Only one of every 15 mayoral candidates in Brazil’s capitals is a black woman

02.10.2020 - São Paulo, Brasil de Fato - Pressenza London

Only one of every 15 mayoral candidates in Brazil’s capitals is a black woman
"It reaffirms the racism and sexism of institutional white politics and the hetero patriarchy", says writer Bianca Santana - Eu voto em negra (Image by Brasil de Fato)

“It confirms the predestined path of the black woman within the white hetero patriarchy”, says writer Bianca Santana

Igor Carvalho / Translated by: Ítalo Piva
Only 20 black women are running for mayor in Brazil’s 26 state capitals in 2020. In relation to the total number of candidates (317), they represent 6.3%. When compared to the total number of black candidates (107) they account for only 18.6%.

For writer and journalist Bianca Santana, these numbers are “terrible” and are evidence of “the position black women have within political parties”.

“The fact that only a little over 6% of the mayoral candidacies in state capitals are black women, reaffirms the racism and sexism of institutional white politics and the hetero patriarchy, seeing as we represent around 25% of the population”, affirmed Santana.

Five leftist parties account for 55% of the total number of black women running for mayor in the state capitals. Another nine parties sum up the remaining 45%.

Therefore, out of the 33 political parties in the country, 19 have no female black candidacies in these mayoral contests. Santana highlights the fact that even in 2020, having black women running for city council with little to no support, is “the height of anti-racism in Brazilian politics”.

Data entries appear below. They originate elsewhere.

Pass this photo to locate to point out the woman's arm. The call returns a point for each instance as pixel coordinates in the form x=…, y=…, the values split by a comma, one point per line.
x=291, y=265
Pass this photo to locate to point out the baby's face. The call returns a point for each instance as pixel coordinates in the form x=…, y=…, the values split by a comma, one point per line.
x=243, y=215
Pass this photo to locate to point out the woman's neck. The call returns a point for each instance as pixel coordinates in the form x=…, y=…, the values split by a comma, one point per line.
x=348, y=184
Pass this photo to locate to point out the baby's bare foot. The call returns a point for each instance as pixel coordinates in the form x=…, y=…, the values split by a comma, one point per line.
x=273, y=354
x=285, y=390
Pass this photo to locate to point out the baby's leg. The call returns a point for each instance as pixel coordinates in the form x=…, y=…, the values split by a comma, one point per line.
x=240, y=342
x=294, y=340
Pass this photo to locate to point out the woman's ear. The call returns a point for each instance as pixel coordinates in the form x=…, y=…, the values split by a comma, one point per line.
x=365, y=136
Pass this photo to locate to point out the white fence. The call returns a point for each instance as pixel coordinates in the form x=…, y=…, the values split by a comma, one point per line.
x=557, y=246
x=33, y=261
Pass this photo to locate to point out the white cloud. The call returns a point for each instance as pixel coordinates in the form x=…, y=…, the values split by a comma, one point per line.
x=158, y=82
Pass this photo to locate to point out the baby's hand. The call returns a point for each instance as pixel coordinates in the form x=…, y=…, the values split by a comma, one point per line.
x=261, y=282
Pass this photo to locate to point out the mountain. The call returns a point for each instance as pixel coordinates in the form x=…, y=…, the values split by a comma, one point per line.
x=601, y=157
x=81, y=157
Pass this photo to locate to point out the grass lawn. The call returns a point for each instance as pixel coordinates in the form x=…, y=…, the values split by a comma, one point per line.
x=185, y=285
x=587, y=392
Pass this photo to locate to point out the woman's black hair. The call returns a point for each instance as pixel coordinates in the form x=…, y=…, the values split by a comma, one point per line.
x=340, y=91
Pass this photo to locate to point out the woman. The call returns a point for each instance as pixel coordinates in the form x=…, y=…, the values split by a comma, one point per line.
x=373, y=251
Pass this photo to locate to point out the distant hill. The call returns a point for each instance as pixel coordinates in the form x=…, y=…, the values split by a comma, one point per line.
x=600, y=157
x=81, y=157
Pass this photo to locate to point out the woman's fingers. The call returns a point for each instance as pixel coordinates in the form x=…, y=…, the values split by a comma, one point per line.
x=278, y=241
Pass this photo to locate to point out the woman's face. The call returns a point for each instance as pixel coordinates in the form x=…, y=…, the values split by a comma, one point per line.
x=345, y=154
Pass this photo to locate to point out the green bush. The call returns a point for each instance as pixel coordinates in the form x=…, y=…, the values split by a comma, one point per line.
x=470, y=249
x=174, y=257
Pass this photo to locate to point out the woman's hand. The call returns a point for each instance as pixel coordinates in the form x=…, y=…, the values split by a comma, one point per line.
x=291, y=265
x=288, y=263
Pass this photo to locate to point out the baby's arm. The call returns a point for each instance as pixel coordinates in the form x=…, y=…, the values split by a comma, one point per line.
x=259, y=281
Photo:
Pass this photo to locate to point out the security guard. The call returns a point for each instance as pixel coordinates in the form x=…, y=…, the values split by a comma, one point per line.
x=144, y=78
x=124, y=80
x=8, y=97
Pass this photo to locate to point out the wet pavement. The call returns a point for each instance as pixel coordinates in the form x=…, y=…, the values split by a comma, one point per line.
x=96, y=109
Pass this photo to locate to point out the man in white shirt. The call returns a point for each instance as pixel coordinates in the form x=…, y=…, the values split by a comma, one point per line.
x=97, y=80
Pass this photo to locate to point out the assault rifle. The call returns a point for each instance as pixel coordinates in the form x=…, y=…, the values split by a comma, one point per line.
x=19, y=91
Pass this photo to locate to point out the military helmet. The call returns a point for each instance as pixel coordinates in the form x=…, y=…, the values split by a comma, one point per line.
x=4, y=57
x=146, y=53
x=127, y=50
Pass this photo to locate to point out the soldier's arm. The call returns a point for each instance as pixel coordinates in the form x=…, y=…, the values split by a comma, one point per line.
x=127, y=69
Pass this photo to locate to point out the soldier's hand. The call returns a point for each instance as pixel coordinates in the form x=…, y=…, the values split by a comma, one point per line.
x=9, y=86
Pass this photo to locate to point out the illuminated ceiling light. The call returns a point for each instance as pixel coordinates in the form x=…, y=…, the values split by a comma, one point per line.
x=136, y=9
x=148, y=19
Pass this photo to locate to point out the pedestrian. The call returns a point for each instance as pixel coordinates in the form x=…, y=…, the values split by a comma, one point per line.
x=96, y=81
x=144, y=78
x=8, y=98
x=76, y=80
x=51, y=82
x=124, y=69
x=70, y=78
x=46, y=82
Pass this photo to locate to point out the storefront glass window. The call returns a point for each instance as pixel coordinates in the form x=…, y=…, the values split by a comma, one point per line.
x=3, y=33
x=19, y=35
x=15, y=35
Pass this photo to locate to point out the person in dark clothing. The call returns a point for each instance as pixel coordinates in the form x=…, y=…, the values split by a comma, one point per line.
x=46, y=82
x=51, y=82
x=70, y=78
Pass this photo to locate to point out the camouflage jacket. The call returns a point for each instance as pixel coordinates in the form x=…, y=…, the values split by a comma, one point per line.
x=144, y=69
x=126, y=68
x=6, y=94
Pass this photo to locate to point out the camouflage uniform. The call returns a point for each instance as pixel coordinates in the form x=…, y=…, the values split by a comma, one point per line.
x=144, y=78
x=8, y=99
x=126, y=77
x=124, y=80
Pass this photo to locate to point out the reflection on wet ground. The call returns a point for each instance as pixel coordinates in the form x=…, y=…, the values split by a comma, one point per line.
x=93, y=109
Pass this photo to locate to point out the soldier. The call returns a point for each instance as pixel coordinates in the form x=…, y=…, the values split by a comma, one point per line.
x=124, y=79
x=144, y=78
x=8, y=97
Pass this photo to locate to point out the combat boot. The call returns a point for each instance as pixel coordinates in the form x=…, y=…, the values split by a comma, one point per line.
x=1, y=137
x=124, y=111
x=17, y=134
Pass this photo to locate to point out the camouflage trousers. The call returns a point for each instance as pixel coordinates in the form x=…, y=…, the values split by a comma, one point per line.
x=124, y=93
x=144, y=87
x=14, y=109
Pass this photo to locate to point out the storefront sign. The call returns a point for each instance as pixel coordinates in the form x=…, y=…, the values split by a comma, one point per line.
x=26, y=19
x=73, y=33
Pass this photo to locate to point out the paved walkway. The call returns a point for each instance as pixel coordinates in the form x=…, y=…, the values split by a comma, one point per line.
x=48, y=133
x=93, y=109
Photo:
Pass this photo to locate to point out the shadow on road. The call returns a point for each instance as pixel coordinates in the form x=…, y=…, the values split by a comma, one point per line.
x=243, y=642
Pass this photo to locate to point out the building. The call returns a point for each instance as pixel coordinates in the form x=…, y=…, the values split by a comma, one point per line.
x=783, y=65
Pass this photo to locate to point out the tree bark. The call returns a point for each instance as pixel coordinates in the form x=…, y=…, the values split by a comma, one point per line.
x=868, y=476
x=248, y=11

In 12 of the nation’s capitals, almost half of the entire country, there will be no black women running for mayor.

The city that has the largest number of black female candidates is Rio de Janeiro (RJ), with 3 women, Benedita da Silva, Renata Souza and Suêd Haidar in the race.

According to Bianca Santana, the candidacies of Áurea Carolina in Belo Horizonte, the state capital of Minas Gerais, Olívia Santana in Salvador, in the state of Bahia, and that of Renata Souza in Rio de Janeiro, “give us a little hope” because of their commitment to the feminist and anti-racist struggle, however, “the 6% figure makes it clear that we have a long road ahead”.